O líder do governo no Senado, Aloizio Mercadante (PT-SP), defendeu na manhã de hoje (22) a expulsão do ex-tesoureiro Delúbio Soares dos quadros do Partido dos Trabalhadores, argumentando que as operações de Caixa 2 da legenda, com a participação do empresário Marcos Valério, nunca foram discutidas pelo partido e, se tal discussão ocorresse, não seriam autorizadas.

"Nós vamos analisar hoje relatório da Comissão de Ética e acho que o direito de defesa é fundamental em todo o processo democrático para que se faça justiça, mas minha convicção é pela expulsão", disse Mercadante ao chegar ao Diretório Nacional do PT, na região da Sé, para participar da reunião que discutirá a votará o relatório da Comissão de Ética do partido sobre as denúncias envolvendo Delúbio, acusado não apenas de operar um esquema de caixa 2 no PT em parceria com Valério, mas também pelo suposto pagamento de mesadas (mensalão) a parlamentares em troca de apoio em votações de interesse do governo.
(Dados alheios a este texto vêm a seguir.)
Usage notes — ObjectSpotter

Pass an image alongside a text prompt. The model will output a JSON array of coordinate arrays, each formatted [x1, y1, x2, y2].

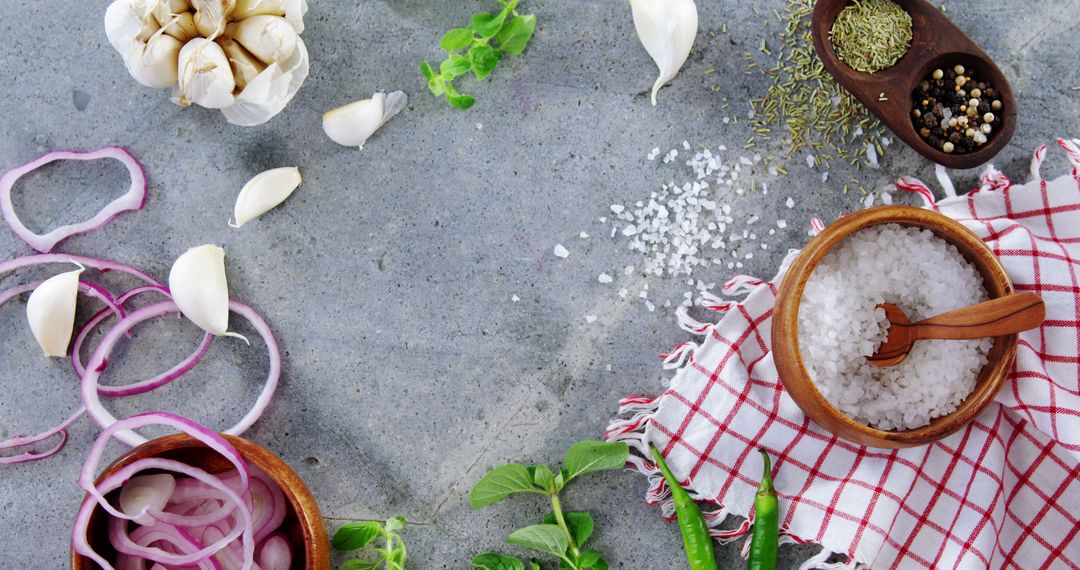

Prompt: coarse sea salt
[[798, 225, 993, 430]]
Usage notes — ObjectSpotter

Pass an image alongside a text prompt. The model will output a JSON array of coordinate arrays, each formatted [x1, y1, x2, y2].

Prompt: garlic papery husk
[[26, 268, 83, 356], [229, 166, 302, 228], [191, 0, 237, 40], [177, 38, 237, 109], [226, 16, 299, 64], [630, 0, 698, 105], [323, 91, 408, 149], [217, 38, 267, 90], [168, 245, 229, 337], [232, 0, 285, 19]]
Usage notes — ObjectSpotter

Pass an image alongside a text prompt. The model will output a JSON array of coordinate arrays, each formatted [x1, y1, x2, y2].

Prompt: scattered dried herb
[[828, 0, 912, 73]]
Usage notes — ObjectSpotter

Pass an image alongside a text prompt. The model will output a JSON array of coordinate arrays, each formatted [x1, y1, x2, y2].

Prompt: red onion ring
[[82, 301, 281, 446], [0, 147, 147, 254]]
"Eu nunca ouvi falar de Marcos Valério, nunca fui apresentado a ele e jamais soube de sua empresa", sustentou Mercadante, ao condenar as ligações de Delúbio com o empresário mineiro. No entanto, ele admitiu não poder afirmar que Delúbio fosse o único responsável pelo caixa 2 no partido. Para ele, mesmo que o ex-tesoureiro tenha agido na melhor das intenções, "isto é incompatível com valores do PT e, portanto, tem de ser punido. É o preço doloroso que o PT tem de pagar".

Os participantes da reunião que fizeram declarações na chegada não confirmaram se Delúbio formalizaria o pedido de afastamento do partido para evitar um julgamento. De acordo com algumas versões que circularam ontem, Delúbio teria desistido de se afastar ao saber que mesmo assim seria julgado pelo partido.

Além do caso Delúbio, a reunião do Diretório terá a apresentação dos informes da Comissão de Sindicância do partido que analisa o caso de parlamentares petistas acusados de envolvimento em utilização de recursos de Caixa 2. O diretório atual irá, ainda, apreciar recursos do PED (Processo de Eleição Direta) e fazer uma discussão sobre conjuntura.

Na parte final do encontro deverão tomar posse o presidente eleito Ricardo Berzoini e os novos integrantes do diretório nacional, que, em seguida, elegerão a futura Comissão Executiva Nacional.